Marathon des Sables 2004

Fulvio Villano

Domani si parte, il ritrovo del gruppo italiano è all´aeroporto di Milano Malpensa.
Già comincio ad assaporare l´euforia e l´emozione che mi accompagneranno per tutta la durata della gara. Sono ormai mesi che aspetto e mesi che mi alleno duramente. Per me l´allenamento è un po' come il “Foreplay” dell´atto sessuale e culminerá, se tutto va bene, in una esplosione di energia da scaricare interamente in una settimana.
Eccoci finalmente pronti a partire per Ouarzazate. Vecchi amici, nuovi volti di coloro che sono presenti per la prima volta che lasciano trasparire un nervosismo che si puó quasi toccare e che io ben ricordo. Le loro domande a noi “vecchie volpi” sono timide, direi quasi riverenti. Cercano i volti dei noti campioni, li guardano in un rispettoso silenzio pieno di ammirazione, quasi per cercare di captarne i loro segreti. Ci sono poi anche quelli che, forse per mascherare la loro insicurezza, “sbruffonano” elencando prestazioni da far sbalordire. Tra qualche giorno alcuni di loro arriveranno con la coda tra le gambe perché il Deserto rende tutti umili.

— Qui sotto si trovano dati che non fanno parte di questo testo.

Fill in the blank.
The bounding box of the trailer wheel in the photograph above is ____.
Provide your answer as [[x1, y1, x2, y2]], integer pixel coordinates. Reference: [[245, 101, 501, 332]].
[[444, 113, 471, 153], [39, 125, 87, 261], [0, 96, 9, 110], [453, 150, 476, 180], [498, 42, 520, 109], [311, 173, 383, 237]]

Scherzosamente ma anche saggiamente vale il vecchio detto del MdS: “i morti si contano alla fine”.
Cosa difficile da capire per i “non addetti ai lavori” è che durante i prossimi 10 giorni si stringeranno amicizie che dureranno nel tempo e mi tornano alla mente le parole di Zuba (Paolo Zubani) alla mia prima partecipazione che mi diceva che i suoi migliori amici li ha conosciuto lì. Fatto che anch´io posso confermare.
Ho quasi 62 anni, sono alla mia quarta partecipazione e mi ritrovo emozionato come la prima volta, buon segno non avere perso l´entusiasmo e, soprattutto il rispetto per il Deserto. Il rispetto è importante, sei in casa sua, guai a trasgredire alle sue regole!
E´ l´ora dell´imbarco, ci risentiamo dal Campo Base.
Siamo in avvicinamento, stipati in un autobus, in direzione Deserto. Molti ancora non sanno, non si immaginano come sarà l´ultima parte del trasferimento. Ad un punto prestabilito dalla Organizzazione abbandoniamo il confortevole autobus climatizzato per proseguire su camions solitamente adibiti al trasporto di animali. Questo è il primo dei due “points of no return”. Sorpresa per molti, sorrisi, alcuni di imbarazzo, di insicurezza, per altri. Il trasferimento dura una buona mezz´ora durante la quale gli autisti si lanciano in una corsa sfrenata, in competizione l´uno con l´altro, incuranti del fatto che l´equilibrio nel cassone è alquanto precario. Grazie al fatto che siamo pressati come sardine in scatola, riusciamo a sopravvivere, in piedi, a questo primo passo verso una realtà che molti ancora non conoscono.